Eddie Hearn knows that some critics will never be satisfied with his working relationship with one of the more controversial nations in the Middle East.
The head of Matchroom Boxing famously staged the rematch between his star charge Anthony Joshua and Andy Ruiz in 2019 in Saudi Arabia, the oil kingdom widely considered a human rights violator and bastion of illiberality. At the time, Hearn defended his decision by pointing out that his responsibility is to fetch top dollar for his clients, a condition Saudi Arabia has been all too happy to provide as part of a practice critics have referred to as “sports washing”; the country has flaunted its checkbook to various high-profile sports organizations in the western world – from professional wrestling to golf – in a bid to cover up its faulty humans rights record. US intelligence reports suggested last year that Saudi Arabia’s crown prince Muhammad bin Salman ordered the 2018 murder of Washington Post journalist Jamal Khashoggi, an outspoken critic of the country.
Despite the opprobrium of organizations such as Amnesty International, Hearn will return to Saudi Arabia, in the port city of Jeddah, on Aug. 20 to promote the heavyweight unification rematch between Joshua and WBA, WBO, and IBF champion Oleksandr Usyk.
Hearn has once again trotted out the same line in his defense. Recently, however, he also pointed to what he feels are visceral improvements being made in the country, particularly from the country’s investment in “grassroots” boxing. Hearn said boxing has become much more popular in the country since Hearn staged Ruiz-Joshua II in 2019, and that such a commitment to the sport should be applauded. Hearn said his own country, the United Kingdom, could “learn a lot” from the way amateur boxing has increased in popularity in Saudi Arabia.
“Now we have to deal with a bigger social issue, which is the issue of change,” Hearn told BBC 5 Live Boxing. “We’ve seen the change there. I was in Saudi Arabia – Jeddah – last week. The change from what I’ve seen from two years ago in that country from the Andy Ruiz fight is substantial.
“Also [Saudi Arabian officials] tell me things that I’m interested in: Investment into the sport within the country. Investment into the grassroots level. Our government could learn a lot from the way Saudi Arabia has invested in the grassroots of boxing there. It’s up over 300% participation in amateur boxing clubs since the Ruiz fight. There’s a genuine interest in the sport.
“Of course, if you see that, it’s going to motivate people to do it. Does there need to be more change?

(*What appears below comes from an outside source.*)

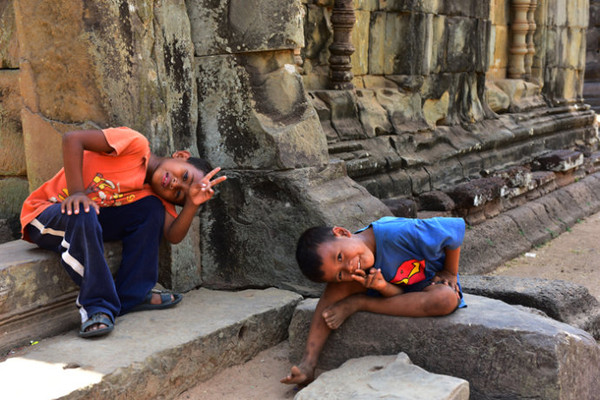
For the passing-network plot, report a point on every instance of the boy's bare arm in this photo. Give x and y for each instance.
(175, 229)
(73, 145)
(450, 272)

Loads of it. Is there change? I see it. These people have delivered it before. These are people that are passionate about boxing.”
Hearn is hopeful that the publicity that Usyk-Joshua II will bring will help loosen up some of the more restrictive laws in Saudi Arabian society.
“I still go back to: this is a dangerous sport,” Hearn said. “My job is to provide the best opportunities for these fighters. But of course, we want to see a better place, more change, and hopefully this can help promote that.”